In Part II we noted that there’s no single right answer or easy answer here as it’s very situational. And even though some consultants will always tell you to start with Sourcing and others with Procurement, they’re obviously not always right. Sometimes both are right, but usually neither are right. Because sometimes you start with Supplier Management. Other times you start with Contract Management.

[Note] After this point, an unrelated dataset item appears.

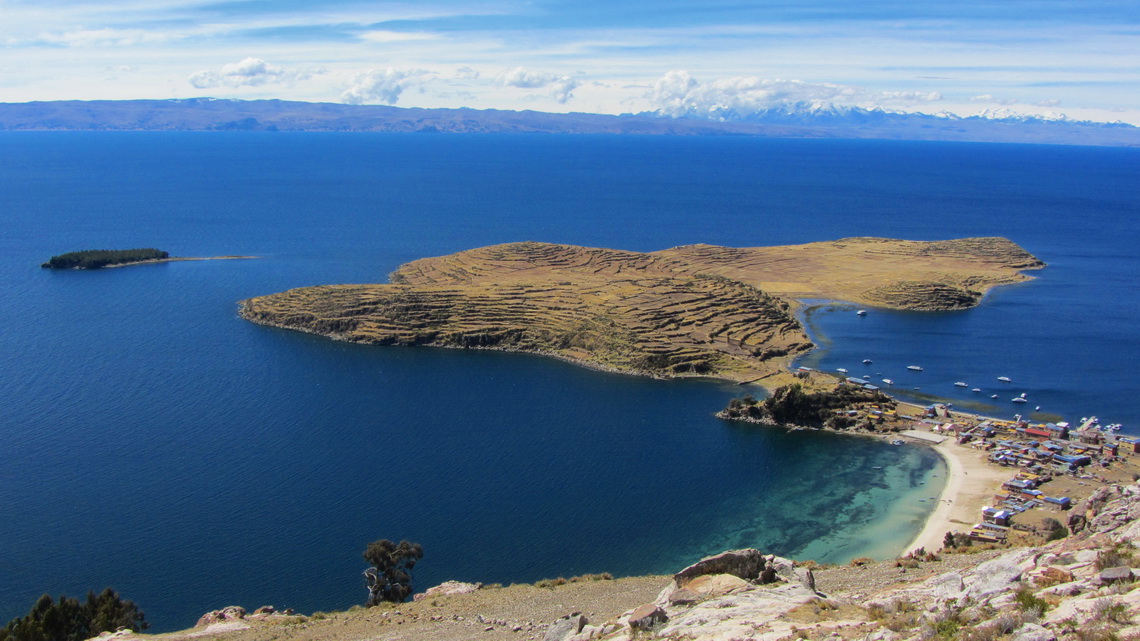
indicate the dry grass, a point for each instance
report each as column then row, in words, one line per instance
column 694, row 310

But, in fact, absolutely speaking, neither are right. You start with analytics and strategic situational analysis based on analytics to figure out whether the problem is:

  • you can’t do enough sourcing events
  • your events are generating limited returns
  • you can’t find the right suppliers
  • you have to (quickly) ensure compliance with a newly introduced regulation
  • your over-spend, and need for audit recovery, is too high
  • your maverick spend is too high
  • you need to get your services spend under control
  • you are unsure of where your best opportunities lie

or

  • your suppliers are under performing on quality and related metrics
  • your deliveries are regularly late
  • your (internal) customers are unable to get the information they need when they need it
  • Finance is taking regular hissy fits about lack of timely cash flow insights
  • etc.

More specifically, you start with analytics on:

  • spend
  • (spend vs) contracts
  • cashflow and discounts
  • event throughput
  • performance metrics
  • inventory and logistics

Only then can you understand how the organization is performing and where it’s biggest problems lie. An analysis of spend might find that maverick spend is high, but the estimated overspend is at most 4%, but poor payment processes are actually costing the organization 4% interest (because it signed contracts with late payment penalties) as well as a 2% savings opportunity as a result of lost early payment discount opportunities (which it can afford as the majority of its customers pay on time). In this situation, while the organization might be tempted to get an e-Sourcing or catalog application to help reduce maverick spend, it should actually start with an I2P system to get invoices and payments under control. And so on.

Remembering that big bang implementation efforts always result in a very destructive big bang, do the analysis and start with the right platform application. Then, add one by one based on problem severity until you finally have a full end-to-end S2P platform implemented and utilized on a daily basis, which could be 18 to 36 months in the future, no matter how fast that SaaS vendor can flip the switch.